7. Plechanow schickte dem Internationalen Büro am 3./16. Juni einen Brief, in dem er a) irrtümlich behauptete, dass er bereits von beiden Fraktionen bevollmächtigt sei, sie zu vertreten, und b) die Geschichte der Spaltung seit dem 2. Parteitage schilderte, und zwar mit mehreren Abweichungen von der Wahrheit, ganz im menschewistischen Geiste, indem er die Einberufung des 3. Parteitages durch das Zentralkomitee als einen „durchaus willkürlichen Akt" bezeichnete, die Versöhnler in unserer Partei für den „Sumpf" erklärte und behauptete, dass auf dem Parteitage „kaum die Hälfte der ,voll berechtigten' Organisationen" vertreten, dass der Parteitag eine „Vereinigung der Ultrazentralisten und des Sumpfes" gewesen sei usw.

8. Dieser Brief von Plechanow wurde von mir in dem Briefe an das Internationale Büro vom 11./24. Juli 1905 Punkt für Punkt widerlegt (von dem Plechanowschen Briefe erfuhr ich erst einen Monat nach seiner Absendung durch Plechanow, als das Internationale Büro mir eine Abschrift seines Briefes sandte). Zur Frage des „Sumpfes" schrieb ich in meinem Briefe:

Es ist wahr, dass es in unserer Partei Genossen gibt, die scherzweise der ,Sumpf genannt werden. Die Mitglieder dieses ,Sumpfes' sind im Verlaufe der Auseinandersetzungen im Schoße unserer Partei ständig von einer Seite auf die andere übergegangen. Der erste dieser Überläufer war Genosse Plechanow, der bereits im November 1903 von der ,Mehrheit' zur ,Minderheit' überging, um im Mai dieses Jahres die ,Minderheit' von Neuem zu verlassen, indem er aus der Redaktion der ,Iskra' austrat. Wir heißen solche Schwankungen in keiner Weise gut, doch glauben wir, dass man es uns nicht als Schuld anrechnen kann, wenn die Genossen vom ,Sumpf' nach endlosem Schwanken beschlossen haben, sich uns anzuschließen."
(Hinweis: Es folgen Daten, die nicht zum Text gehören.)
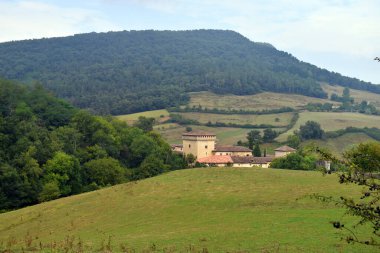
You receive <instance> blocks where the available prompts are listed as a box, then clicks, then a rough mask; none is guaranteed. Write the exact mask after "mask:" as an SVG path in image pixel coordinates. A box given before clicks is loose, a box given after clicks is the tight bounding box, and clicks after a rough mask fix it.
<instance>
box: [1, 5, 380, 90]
mask: <svg viewBox="0 0 380 253" xmlns="http://www.w3.org/2000/svg"><path fill="white" fill-rule="evenodd" d="M148 29H154V30H191V29H223V30H234V31H236V32H239V33H240V34H242V35H243V36H245V37H247V38H248V39H250V40H252V41H255V42H267V43H270V44H272V45H273V46H275V47H276V48H277V49H279V50H282V51H286V52H288V53H291V54H292V55H294V56H295V57H297V58H298V59H300V60H302V61H305V62H309V63H311V64H314V65H316V66H318V67H322V68H326V69H328V70H330V71H334V72H339V73H341V74H343V75H347V76H350V77H356V78H358V79H361V80H364V81H368V82H372V83H376V84H380V63H379V62H377V61H374V58H375V57H377V56H378V57H380V0H80V1H78V0H61V1H59V0H0V42H6V41H13V40H24V39H34V38H49V37H60V36H68V35H73V34H78V33H88V32H107V31H122V30H148Z"/></svg>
Zur Frage der Situation nach der Spaltung wies ich in demselben Briefe darauf hin, dass das Internationale Büro unbedingt „eine vollständige Übersetzung aller Konferenzresolutionen" haben müsse. „Wenn die ,Iskra' sie aber dem Büro nicht zustellen will", fügte ich hinzu, „so sind wir bereit, dies auf uns zu nehmen."

Mögen jetzt die Leser darüber urteilen, ob das Verhalten Plechanows unvoreingenommen und die Darstellung der Angelegenheit durch die neue Konferenz als wahr bezeichnet werden kann. Wer ist schuld an der Schädigung des Prestiges der SDAPR? Wer ergriff die Initiative zur Informierung des Internationalen Büros über die Geschichte der Spaltung nach dem 2. Parteitag? Wer ist schuld an der Hervorhebung der „Fraktionsdifferenzen"?

N. Lenin

P. S. Gemäß dem Wunsch der Konferenz des Südens, über die Auffassung der Organisationen der Mehrheit informiert zu werden, wird weiter unten die uns im August 1905 zugegangene Resolution des Komitees der SDAPR in Kostroma abgedruckt. Andere Resolutionen über diese Frage sind der Redaktion nicht zugegangen.

1 Wie aus dem Manuskript zu ersehen ist, ist der ganze Artikel von Lenin geschrieben; nur die letzte Zeile des Nachworts und einige unbedeutende Korrekturen stammen von Olminski.